110 essais homéopathiques et leurs 110 études de médecine conventionnelle associées ont été analysés. La taille médiane des échantillons (allant de 10 à 1573) était de 65. 21 essais homéopathiques (19 %) et 9 essais de la médecine conventionnelle (8 %) étaient d’une qualité très haute5. Dans chacun des groupes (homéopathie et médecine conventionnelle), les échantillons plus petits, ou de qualité moins bonne, mettent en évidence un effet bénéfique du traitement (contre placebo) plus grand que les essais sur des grands échantillons et de qualité très haute. En restreignant l’analyse aux seuls essais sur des échantillons de très haute qualité, le rapport de cotes (odds ratio) était de 0.88 (95% Intervalle de confiance 0.65-1.19) pour l’homéopathie (8 essais) et de 0.58 (intervalle de confiance 0.39-0.85) pour la médecine conventionnelle (6 essais).

Interprétation

Des biais sont présents dans les essais contre placebo, à la fois pour les traitements homéopathiques et pour ceux de la médecine conventionnelle. Lorsque l’étude prend en compte ces biais, il ne reste que peu de signes d’un effet spécifique des remèdes homéopathiques. Ce résultat est cohérent avec l’idée que les effets cliniques de l’homéopathie sont ceux d’un placebo.

Traduit de l’anglais par nos soins (NDLR)

1 Site Internet des Laboratoires Boiron. http://www.boiron.com/fr/htm/groupe_boiron/economie_ groupe_message.htm

2 http://www.boiron.com/fr/htm/service/actualites.htm

3 C’est à dire portant sur les mêmes pathologies.

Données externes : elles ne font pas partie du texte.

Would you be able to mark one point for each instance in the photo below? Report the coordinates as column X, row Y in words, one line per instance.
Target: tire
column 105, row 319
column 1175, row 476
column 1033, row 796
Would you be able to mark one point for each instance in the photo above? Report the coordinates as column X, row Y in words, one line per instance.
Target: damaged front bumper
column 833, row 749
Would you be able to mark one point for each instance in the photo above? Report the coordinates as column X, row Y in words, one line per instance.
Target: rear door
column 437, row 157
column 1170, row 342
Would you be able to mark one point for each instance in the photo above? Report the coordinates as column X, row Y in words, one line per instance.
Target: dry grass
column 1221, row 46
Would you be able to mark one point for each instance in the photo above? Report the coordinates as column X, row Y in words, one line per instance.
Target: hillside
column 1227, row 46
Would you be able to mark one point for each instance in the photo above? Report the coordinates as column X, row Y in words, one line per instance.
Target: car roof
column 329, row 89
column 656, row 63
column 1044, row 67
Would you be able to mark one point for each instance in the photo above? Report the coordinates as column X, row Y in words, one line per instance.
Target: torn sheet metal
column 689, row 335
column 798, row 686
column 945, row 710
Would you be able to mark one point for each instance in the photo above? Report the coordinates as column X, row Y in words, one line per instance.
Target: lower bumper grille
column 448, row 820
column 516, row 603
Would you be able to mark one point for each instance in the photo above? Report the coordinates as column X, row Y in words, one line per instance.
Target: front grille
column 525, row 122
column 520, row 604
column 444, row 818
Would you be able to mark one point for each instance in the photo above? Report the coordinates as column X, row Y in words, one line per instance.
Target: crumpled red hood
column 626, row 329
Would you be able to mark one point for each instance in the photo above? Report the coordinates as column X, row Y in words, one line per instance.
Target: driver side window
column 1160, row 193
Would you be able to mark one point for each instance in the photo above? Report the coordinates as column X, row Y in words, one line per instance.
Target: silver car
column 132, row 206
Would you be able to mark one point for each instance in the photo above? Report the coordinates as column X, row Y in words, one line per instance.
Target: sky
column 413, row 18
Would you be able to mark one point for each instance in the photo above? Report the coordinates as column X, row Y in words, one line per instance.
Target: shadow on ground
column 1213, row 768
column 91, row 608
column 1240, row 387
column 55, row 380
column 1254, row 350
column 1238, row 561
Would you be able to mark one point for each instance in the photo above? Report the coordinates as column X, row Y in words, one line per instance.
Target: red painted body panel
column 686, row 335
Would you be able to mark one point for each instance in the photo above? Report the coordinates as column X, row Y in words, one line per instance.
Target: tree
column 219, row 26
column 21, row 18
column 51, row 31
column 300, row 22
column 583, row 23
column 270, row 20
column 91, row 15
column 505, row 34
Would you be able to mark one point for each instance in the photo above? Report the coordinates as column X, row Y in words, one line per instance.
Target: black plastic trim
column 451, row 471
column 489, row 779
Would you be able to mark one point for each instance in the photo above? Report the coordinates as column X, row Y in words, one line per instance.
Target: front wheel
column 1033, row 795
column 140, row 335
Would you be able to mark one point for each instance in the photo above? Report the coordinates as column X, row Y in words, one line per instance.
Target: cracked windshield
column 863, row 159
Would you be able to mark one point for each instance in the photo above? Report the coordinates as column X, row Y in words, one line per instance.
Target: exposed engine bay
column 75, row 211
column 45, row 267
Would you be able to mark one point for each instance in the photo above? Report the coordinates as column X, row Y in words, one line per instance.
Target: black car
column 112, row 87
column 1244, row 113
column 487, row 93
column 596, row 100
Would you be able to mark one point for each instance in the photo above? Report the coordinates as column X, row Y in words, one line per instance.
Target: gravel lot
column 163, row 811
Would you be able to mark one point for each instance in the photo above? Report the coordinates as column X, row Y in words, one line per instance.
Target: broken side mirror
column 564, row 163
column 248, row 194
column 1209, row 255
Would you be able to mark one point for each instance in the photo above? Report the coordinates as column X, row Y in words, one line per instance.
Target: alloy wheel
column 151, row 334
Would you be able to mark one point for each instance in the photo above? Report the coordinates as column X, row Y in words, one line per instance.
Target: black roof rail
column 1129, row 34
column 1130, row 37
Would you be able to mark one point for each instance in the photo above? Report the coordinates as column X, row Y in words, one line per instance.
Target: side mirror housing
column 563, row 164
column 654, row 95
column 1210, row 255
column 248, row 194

4 Un « funnel plot » est une méthode graphique permettant de rechercher les biais de publication lors de la réalisation d’une méta-analyse. Pour chaque étude, l’effet trouvé est mis en relation avec le nombre de personnes incluses dans l’étude (taille de l’échantillon). La distribution des points dans ce graphique devrait être disposée en entonnoir (Eng : funnel), la dispersion étant plus grande au fur et à mesure que la taille de l’échantillon diminue. Une asymétrie dans la forme de l’entonnoir indique que des études manquent (par exemple, études non publiées ou non identifiées par la stratégie de recherche).3 Au sens des critères énoncés : double aveugle et randomisation.

5 Au sens des critères énoncés : double aveugle et randomisation.